Other sources of income include leasing ground-floor retail space and leasing 10,000 square feet of office space. About 70% of the building’s area will be used.

Why the Coliving Model Could Work Well in Denver

Several things make Denver the best city for home remodeling. There is a high office vacancy rate here: about a third of all office space in the city center is empty. Construction prices, especially for giants built in the 1970s and 1980s, are falling, lowering upfront costs.

There is also a large gap between the current average rent of $1,820 in the third quarter and what the model estimates it could achieve. A new condo for under $900 a month in a great location can find plenty of buyers.

Compared to, say, Seattle, Denver also has relatively lower construction costs, making the math more accurate, LeBlanc said.

“It brings all these buildings into the conversation that weren’t discussed before,” Horowitz said.

City planners are also proactive in removing regulatory hurdles. Last year, Denver launched an Upper Downtown adaptive reuse pilot program to help businesses, developers and property owners convert outdated buildings for other uses. The program has a facilitator to help expedite the permitting and approval process, which could lead to incentives at some point.

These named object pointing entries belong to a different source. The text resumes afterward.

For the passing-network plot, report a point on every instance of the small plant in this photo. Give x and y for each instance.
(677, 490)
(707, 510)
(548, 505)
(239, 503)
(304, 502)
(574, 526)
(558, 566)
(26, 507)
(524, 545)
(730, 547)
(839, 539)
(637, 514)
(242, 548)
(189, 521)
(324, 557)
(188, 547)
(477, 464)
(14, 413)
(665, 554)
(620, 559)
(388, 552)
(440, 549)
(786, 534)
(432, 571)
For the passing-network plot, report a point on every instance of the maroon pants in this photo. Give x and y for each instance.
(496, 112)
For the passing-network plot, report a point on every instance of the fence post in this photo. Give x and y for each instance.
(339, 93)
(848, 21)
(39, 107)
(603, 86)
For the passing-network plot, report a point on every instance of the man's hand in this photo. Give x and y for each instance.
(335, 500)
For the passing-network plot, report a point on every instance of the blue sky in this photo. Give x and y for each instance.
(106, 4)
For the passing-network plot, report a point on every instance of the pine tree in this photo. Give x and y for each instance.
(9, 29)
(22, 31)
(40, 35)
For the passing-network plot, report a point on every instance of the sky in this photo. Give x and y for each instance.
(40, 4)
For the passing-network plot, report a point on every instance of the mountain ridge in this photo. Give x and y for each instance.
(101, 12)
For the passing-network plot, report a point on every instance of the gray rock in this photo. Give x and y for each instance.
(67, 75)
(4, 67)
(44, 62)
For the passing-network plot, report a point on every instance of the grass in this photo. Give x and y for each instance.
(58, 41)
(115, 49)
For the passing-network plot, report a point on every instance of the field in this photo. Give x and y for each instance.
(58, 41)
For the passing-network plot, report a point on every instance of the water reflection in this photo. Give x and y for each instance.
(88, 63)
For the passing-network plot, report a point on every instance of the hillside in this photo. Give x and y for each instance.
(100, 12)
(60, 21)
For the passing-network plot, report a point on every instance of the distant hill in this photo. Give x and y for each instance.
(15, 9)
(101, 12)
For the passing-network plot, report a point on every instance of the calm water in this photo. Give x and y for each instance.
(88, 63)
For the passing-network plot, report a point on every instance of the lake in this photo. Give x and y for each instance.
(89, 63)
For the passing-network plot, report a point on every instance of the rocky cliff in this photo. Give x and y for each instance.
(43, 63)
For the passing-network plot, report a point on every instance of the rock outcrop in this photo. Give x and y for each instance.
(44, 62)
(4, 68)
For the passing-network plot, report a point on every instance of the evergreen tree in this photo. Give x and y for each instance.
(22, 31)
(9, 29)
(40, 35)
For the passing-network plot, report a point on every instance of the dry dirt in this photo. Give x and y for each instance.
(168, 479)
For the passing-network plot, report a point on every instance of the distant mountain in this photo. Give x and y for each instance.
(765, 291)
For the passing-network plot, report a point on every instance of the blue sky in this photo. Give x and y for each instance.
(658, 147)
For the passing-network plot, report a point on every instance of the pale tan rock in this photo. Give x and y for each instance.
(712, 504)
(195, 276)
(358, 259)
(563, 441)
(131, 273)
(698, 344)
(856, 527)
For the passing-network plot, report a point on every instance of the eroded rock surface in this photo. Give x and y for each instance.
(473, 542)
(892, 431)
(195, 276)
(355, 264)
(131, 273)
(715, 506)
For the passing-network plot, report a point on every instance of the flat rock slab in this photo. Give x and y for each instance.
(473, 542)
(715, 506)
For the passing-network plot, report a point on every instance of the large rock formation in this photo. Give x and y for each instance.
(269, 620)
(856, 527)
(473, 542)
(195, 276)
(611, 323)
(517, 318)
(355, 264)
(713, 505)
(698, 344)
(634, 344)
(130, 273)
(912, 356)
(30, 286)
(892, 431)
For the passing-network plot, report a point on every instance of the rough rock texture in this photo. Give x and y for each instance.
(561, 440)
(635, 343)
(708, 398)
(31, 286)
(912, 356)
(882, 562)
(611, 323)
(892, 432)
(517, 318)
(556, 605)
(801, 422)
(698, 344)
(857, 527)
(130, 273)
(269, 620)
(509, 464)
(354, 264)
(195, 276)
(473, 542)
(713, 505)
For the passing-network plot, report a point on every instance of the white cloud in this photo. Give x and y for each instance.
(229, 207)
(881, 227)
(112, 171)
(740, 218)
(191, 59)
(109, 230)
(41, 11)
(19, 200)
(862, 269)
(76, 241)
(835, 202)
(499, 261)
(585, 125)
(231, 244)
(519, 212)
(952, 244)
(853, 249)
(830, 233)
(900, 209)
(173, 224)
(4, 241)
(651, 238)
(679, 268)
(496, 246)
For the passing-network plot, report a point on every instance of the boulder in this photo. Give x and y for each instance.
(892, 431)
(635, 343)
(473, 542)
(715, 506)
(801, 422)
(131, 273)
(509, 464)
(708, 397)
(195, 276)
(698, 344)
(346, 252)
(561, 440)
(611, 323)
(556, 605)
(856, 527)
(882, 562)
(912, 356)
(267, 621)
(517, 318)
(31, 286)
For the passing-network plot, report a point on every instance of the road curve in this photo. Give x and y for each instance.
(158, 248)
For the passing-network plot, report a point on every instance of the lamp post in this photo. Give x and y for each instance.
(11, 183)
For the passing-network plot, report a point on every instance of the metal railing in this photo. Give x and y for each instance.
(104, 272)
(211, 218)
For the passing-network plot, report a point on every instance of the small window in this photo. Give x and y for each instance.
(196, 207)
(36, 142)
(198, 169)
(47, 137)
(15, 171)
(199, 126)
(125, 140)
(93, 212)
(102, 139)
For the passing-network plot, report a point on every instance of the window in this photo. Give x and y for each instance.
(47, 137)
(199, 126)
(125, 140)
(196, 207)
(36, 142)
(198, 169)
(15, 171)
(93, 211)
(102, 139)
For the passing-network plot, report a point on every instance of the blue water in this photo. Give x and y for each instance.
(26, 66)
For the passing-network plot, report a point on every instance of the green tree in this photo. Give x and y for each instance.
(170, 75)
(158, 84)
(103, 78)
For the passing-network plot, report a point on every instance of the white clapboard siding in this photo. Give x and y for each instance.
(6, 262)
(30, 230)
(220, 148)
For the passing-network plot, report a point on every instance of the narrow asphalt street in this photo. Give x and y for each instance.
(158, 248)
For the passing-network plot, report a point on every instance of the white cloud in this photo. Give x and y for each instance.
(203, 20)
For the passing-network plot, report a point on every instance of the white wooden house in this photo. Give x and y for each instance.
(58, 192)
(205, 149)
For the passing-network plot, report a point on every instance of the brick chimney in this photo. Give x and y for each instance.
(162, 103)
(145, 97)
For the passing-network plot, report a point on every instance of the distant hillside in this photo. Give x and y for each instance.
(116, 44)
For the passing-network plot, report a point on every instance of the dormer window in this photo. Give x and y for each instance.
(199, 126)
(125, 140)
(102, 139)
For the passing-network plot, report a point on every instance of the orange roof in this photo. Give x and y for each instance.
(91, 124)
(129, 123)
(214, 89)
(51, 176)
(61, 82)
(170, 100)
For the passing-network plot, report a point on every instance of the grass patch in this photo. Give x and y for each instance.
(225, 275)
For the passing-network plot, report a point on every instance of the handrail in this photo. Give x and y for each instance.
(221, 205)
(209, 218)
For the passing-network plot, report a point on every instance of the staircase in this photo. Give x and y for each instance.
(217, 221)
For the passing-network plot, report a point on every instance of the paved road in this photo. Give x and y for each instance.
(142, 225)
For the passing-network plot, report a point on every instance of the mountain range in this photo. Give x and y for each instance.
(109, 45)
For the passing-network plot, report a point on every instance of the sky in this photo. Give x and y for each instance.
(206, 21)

Not all cities allow homesharing or home sharing in their codes, but in Denver it is allowed in mixed-use commercial areas, and the zoning where the tallest buildings are located allows use rights, allowing them to be converted to residential.

One thing that could speed up the transformation would be an expansion of the Denver Downtown Development Authority, which was started in 2008 to help spur development around Union Station through a special district that collected small amounts of additional property and sales tax revenue. .

The issue of expanding the authority to the Central Business District will go before voters in November. If passed, it could generate $500 million in additional funds for downtown revitalization, with housing becoming an eligible investment category.